Los Risotto era un matrimonio italiano con dos hijas. Don Estanilao nunca supe bien de que se ocupaba –hacía algo con las manos, carpintería, tapicería o quizá haya sido hojalatero- mientras que doña María atendía la casa, junto a sus dos hijas. La mayor se llamaba Juana y era definitivamente fea: usaba lentes muy gruesos y tenía temibles verrugas en la cara. Lo único que deseaba era que Juana no me saludase con un beso, por temor a que sus verrugas no me transmitiesen alguna enfermedad como la de mi papá, que se estaba muriendo. La menor le decían La Negra y era muy linda. Con los años supe que La Negra había sido adoptada por los Risotto, creo que en Córdoba.

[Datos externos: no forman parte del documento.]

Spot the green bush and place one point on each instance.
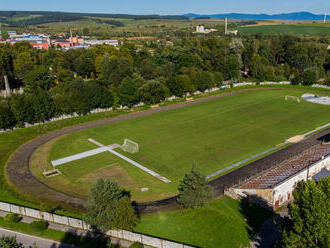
(12, 218)
(39, 226)
(136, 245)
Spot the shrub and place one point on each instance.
(39, 226)
(136, 245)
(194, 190)
(12, 218)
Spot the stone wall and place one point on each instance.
(79, 224)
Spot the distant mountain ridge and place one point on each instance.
(295, 16)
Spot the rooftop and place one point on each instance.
(288, 168)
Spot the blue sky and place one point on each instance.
(170, 6)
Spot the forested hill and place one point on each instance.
(296, 16)
(25, 18)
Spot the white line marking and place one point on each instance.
(245, 160)
(260, 154)
(164, 179)
(78, 156)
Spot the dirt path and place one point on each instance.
(19, 175)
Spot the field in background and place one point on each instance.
(302, 29)
(213, 134)
(213, 225)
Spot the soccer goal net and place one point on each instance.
(130, 146)
(292, 98)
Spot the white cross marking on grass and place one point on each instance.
(103, 148)
(164, 179)
(78, 156)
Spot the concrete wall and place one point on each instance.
(79, 224)
(283, 191)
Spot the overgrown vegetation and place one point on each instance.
(109, 207)
(194, 190)
(58, 82)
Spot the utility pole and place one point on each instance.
(226, 23)
(7, 87)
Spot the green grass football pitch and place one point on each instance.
(302, 29)
(213, 134)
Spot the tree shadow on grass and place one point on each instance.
(254, 214)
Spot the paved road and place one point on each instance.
(29, 240)
(19, 175)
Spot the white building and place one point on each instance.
(274, 187)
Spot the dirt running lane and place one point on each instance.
(19, 175)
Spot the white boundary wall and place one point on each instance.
(79, 224)
(283, 191)
(99, 110)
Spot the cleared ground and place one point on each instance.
(212, 134)
(303, 29)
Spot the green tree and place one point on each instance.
(152, 92)
(24, 63)
(309, 77)
(310, 216)
(129, 92)
(179, 85)
(4, 34)
(109, 207)
(39, 78)
(194, 191)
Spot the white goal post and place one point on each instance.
(292, 98)
(130, 146)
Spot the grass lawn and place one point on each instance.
(213, 134)
(304, 29)
(60, 236)
(214, 225)
(10, 141)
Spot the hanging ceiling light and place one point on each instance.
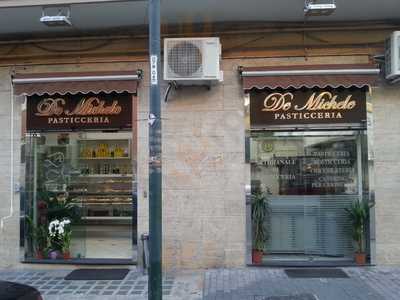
(319, 7)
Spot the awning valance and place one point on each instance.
(74, 83)
(309, 76)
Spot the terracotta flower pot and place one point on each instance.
(257, 257)
(66, 255)
(54, 254)
(360, 258)
(39, 254)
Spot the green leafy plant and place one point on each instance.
(259, 213)
(60, 234)
(358, 213)
(38, 235)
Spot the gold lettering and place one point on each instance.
(50, 107)
(277, 101)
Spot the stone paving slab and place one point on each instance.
(52, 285)
(369, 283)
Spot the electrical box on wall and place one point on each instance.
(392, 56)
(192, 61)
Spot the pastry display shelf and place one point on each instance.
(106, 175)
(104, 158)
(83, 193)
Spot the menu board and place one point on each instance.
(325, 170)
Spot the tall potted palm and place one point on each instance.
(358, 213)
(259, 212)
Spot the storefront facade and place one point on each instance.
(214, 151)
(308, 147)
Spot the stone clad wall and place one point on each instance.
(204, 169)
(386, 109)
(9, 199)
(204, 176)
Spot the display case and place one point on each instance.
(103, 186)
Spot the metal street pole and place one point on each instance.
(155, 221)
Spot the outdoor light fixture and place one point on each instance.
(61, 18)
(319, 8)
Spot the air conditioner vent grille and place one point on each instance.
(185, 59)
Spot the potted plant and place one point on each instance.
(39, 237)
(60, 238)
(359, 215)
(259, 212)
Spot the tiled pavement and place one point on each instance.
(367, 283)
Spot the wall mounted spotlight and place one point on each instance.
(319, 7)
(56, 17)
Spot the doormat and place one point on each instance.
(288, 297)
(316, 273)
(97, 274)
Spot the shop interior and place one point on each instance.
(309, 179)
(89, 179)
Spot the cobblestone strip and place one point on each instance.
(252, 283)
(384, 280)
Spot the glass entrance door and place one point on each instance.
(84, 180)
(311, 177)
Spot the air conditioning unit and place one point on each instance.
(392, 56)
(192, 61)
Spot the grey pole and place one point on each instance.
(155, 221)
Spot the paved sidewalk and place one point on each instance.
(366, 283)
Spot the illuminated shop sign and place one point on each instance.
(307, 107)
(89, 111)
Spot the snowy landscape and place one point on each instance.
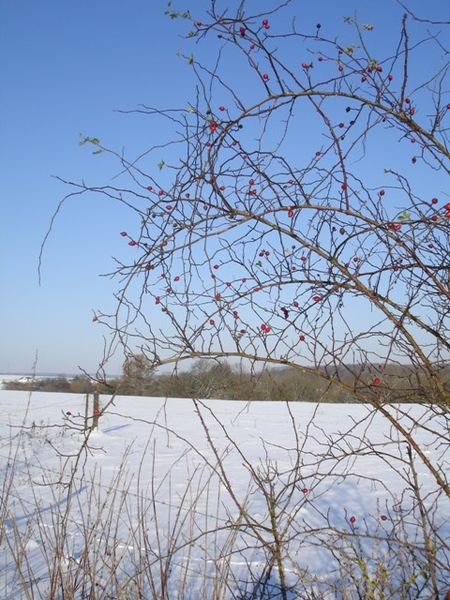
(176, 498)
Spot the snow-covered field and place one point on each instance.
(217, 499)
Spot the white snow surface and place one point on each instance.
(167, 477)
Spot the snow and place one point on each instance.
(177, 478)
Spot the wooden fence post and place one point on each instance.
(96, 415)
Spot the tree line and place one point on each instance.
(220, 379)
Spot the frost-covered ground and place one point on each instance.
(185, 497)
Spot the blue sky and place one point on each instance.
(66, 67)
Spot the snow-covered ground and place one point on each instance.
(183, 496)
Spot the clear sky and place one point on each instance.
(66, 67)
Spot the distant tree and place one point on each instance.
(296, 212)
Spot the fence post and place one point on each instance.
(96, 415)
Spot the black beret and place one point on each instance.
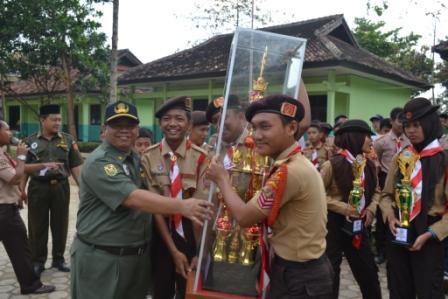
(198, 118)
(418, 108)
(326, 127)
(120, 109)
(354, 125)
(182, 103)
(278, 103)
(376, 117)
(144, 133)
(49, 109)
(216, 105)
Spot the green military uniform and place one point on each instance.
(104, 228)
(110, 256)
(49, 191)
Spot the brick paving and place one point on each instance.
(9, 287)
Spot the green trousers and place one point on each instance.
(97, 274)
(48, 205)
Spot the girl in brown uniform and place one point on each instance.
(352, 139)
(418, 270)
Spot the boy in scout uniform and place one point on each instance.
(287, 203)
(49, 189)
(316, 151)
(416, 270)
(174, 167)
(109, 255)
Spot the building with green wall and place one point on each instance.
(340, 77)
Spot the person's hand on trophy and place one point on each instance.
(420, 241)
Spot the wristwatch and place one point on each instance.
(21, 158)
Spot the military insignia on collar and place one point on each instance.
(188, 103)
(110, 170)
(218, 102)
(288, 109)
(126, 169)
(121, 108)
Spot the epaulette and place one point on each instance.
(199, 149)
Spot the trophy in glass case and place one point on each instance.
(404, 196)
(229, 263)
(354, 226)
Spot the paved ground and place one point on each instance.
(9, 287)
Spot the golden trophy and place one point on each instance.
(224, 229)
(404, 197)
(354, 226)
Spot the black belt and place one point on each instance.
(294, 264)
(120, 251)
(50, 181)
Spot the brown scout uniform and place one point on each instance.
(156, 166)
(322, 154)
(298, 238)
(360, 259)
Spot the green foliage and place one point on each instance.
(390, 45)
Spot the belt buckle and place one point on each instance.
(140, 251)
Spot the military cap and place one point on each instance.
(144, 133)
(49, 109)
(417, 108)
(278, 103)
(354, 125)
(120, 109)
(182, 103)
(198, 118)
(376, 117)
(216, 105)
(326, 128)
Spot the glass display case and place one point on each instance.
(230, 263)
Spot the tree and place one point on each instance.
(400, 50)
(225, 15)
(55, 42)
(113, 59)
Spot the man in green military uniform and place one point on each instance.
(49, 189)
(109, 255)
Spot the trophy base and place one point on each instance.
(403, 237)
(355, 227)
(201, 293)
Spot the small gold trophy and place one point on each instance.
(355, 225)
(403, 197)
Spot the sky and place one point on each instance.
(155, 29)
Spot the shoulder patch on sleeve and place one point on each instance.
(110, 169)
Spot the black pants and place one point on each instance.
(293, 280)
(48, 205)
(166, 281)
(418, 273)
(360, 260)
(13, 236)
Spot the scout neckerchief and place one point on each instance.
(276, 181)
(176, 186)
(417, 175)
(357, 239)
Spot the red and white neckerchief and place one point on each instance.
(314, 158)
(417, 175)
(176, 187)
(264, 279)
(349, 157)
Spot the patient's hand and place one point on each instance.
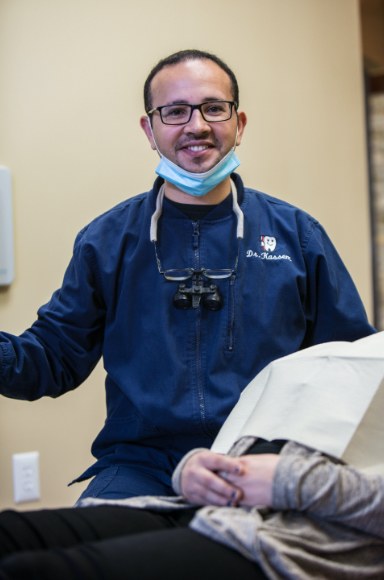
(201, 483)
(255, 479)
(209, 478)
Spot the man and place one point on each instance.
(187, 291)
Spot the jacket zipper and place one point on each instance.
(199, 373)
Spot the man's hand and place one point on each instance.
(202, 481)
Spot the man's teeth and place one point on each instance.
(197, 147)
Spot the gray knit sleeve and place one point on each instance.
(307, 481)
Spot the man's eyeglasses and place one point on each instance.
(180, 114)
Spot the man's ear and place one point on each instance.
(145, 124)
(241, 122)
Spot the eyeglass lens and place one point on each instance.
(212, 112)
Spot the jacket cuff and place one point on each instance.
(176, 476)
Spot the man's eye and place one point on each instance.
(215, 109)
(175, 112)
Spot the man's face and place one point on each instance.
(198, 145)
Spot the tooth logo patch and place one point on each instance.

Las Risotto estaban siempre trabajando con
ropa. Cosían, bordaban o arreglaban prendas propias y creo que de algunos
clientes. Mi llegada a la casa de Castañares estaba enmarcada por el silencio;
no se podía hacer ruido porque era la hora en que las tres mujeres escuchaban
la novela de la tarde. Por
entonces, no habiendo televisión aún, las radionovelas eran el gran
entretenimiento de la gente. Roberto Escalada y Oscar Casco eran los
galanes de entonces y había un pacto de silencio –mientras transcurría la
audición- que solamente se podía romper
cuando venían “los cortes comerciales” donde pasaban avisos de jabones de tocador,
especialmente de Lux y Palmolive.
Cuando estaban los avisos alguna de las
dos hermanas se levantaba de la mesa de costura y me servían “la leche” que
habitualmente era apenas cortada con un chorro de café o con un alimento de
aquellos tiempos que se llamaba Ovomaltina. Comía algunos pedazos de pan y
manteca. Algunas veces había galletitas imperiales. Cuando terminaba el
capítulo de la novela alguna de ellas me preguntaba como me había ido en el
colegio. “Bien” contestaba siempre y esperaba el fatídico ¿querés empezar
con los deberes? Que pocas veces
aceptaba porque prefería ir a la terraza, arrancar pelotitas del paraíso cuyas
ramas entraban en la casa y con mi hondera, que llevaba escondida en la cintura
del pantalón, tirarle a los pibes que pasaban por Castañares o por Santander,
porque la casa de los Risotto daba a las dos calles. No porque fuese demasiado
grande sino porque allí se juntaban las dos calles paralelas, aunque las reglas
matemáticas asegurasen que “las paralelas no se juntan”. A la terraza se subía
por la escalera del patio y a mitad de camino había un descanso con una piecita
donde guardaban cachivaches y funcionaba también como tallercito de Don
Estanilao.
Algunas veces, no muchas, mientras yo
hacía tiempo llegaba el novio de la Negra. Se llamaba Miguel y laburaba en un Banco, situación muy
apreciada por la gente mayor: “En el Banco está la guita ... dónde vas a
estar mejor que allí “. El novio bancario, con una incipiente calvicie
merodeaba por el patio lleno de macetas. El también respetaba los silencios impuestos
por las radionovelas y yo creía adivinar que en sus bolsillos abultados tenía
la guita del Banco, pero seguramente fuese un pañuelo. Juana no tenía novio.
Después que murió mi papá volví algunas
veces a la casa de los Risotto. Pero no a quedarme sino a llevarles frascos de
berenjenas en escabeche que les mandaba mi mamá. Quizá para devolverles, de
alguna manera, aquellas tardes de radionovelas, silencios y Ovomaltina.